In particular, the recovery rate after deforestation should be represented by the ratio of the index recovery value to the recovery time, and the index recovery value on some pixels may reach saturation in advance, and the recovery rate calculated by using the index recovery values may be smaller, so it is necessary to know when the index recovery value on these pixels reaches saturation. However, individual indices (such as tree height) currently do not have map products of consecutive years, so there is difficulty in obtaining time information that the index restoration value reaches saturation in advance. In this regard, the present embodiment proposes a solution for the resolution of the regional recovery rate that weakens the spatial scale. Dividing the target area into a plurality of subareas, calculating the RSV and RST of each index of each subarea according to the method of the step S2, and then obtaining the ratio of the RSV and RST of each index of each subarea as the index recovery rate of the corresponding subarea. The calculation formula of the recovery rate involved in the step is as follows:
Figure BDA0004145704960000091
Figure BDA0004145704960000092
Figure BDA0004145704960000093
Figure BDA0004145704960000094
wherein: RR (RR) THi 、RR AGBi 、RR LAIi And RR FPARi Representing the recovery rates of the ith sub-region tree height, AGB, LAI and FPAR, respectively; RSV THi 、RSV AGBi 、RSV LAIi And RSV FPARi RSV representing the ith sub-region tree height, AGB, LAI and FPAR, respectively; RST THi 、RST AGBi 、RST LAIi And RST FPARi RST, representing the ith sub-region tree height, AGB, LAI and FPAR, respectively.

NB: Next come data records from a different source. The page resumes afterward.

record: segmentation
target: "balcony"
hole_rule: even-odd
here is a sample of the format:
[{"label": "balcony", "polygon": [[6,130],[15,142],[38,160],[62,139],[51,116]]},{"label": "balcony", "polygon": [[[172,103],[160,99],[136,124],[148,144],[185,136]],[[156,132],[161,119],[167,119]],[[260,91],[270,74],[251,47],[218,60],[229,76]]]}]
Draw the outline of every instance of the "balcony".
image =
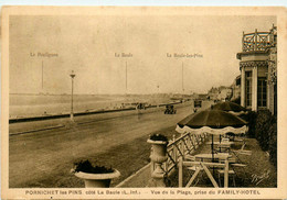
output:
[{"label": "balcony", "polygon": [[242,38],[242,52],[265,52],[266,49],[276,45],[277,42],[277,27],[273,26],[269,32],[257,32],[254,33],[243,32]]}]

In this embodiment, according to the technical scheme step S1, the present invention takes the malaysia peninsula with serious forest cutting in recent years as an example, and downloads the existing remote sensing products related to forest cutting restoration in the area, including the fine classification products of 30m surface coverage worldwide in 2020: https:// data.casearth.cn/sdo/detail/5fbc7904819aec ea2dd7061, 1990-2021 world 30m tropical forest variant product: https:// forobs. Jrc. Ec. Europa. Eu/TMF/data. Php#gee, 2019 global 30m forest canopy height product: https:// glad. Umd. Edu/Dataset/gedi/, global 250m LAI product 2019: http:// glass-product. Bnu. Edu. Cn/induction/lai. Html and 2019 global 250m FPAR product: http:// glass-product. Bnu. Edu. Cn/induction/FPAR. Html). Firstly, respectively cutting the products by using a vector boundary diagram of a peninsula malaysia to obtain various product diagrams of peninsula malaysia ranges, and then intersecting a 1990-2019 forest deforestation range in tropical forest change products with a 2020 earth surface coverage classification product to obtain all earth surface coverage recovery types in the peninsula malaysia forest deforestation range and classifying the types into two types: woodlands and others. And then, the forest land recovery range is intersected with the forest cutting time in the tropical forest variation product, and a cutting time map of the Malaysia peninsula forest land recovery range is obtained. Finally, subtracting the felling year value in the forest land restoration range from the value of 2019 on the pixel scale to obtain a Malaysia peninsula forest felling restoration time map.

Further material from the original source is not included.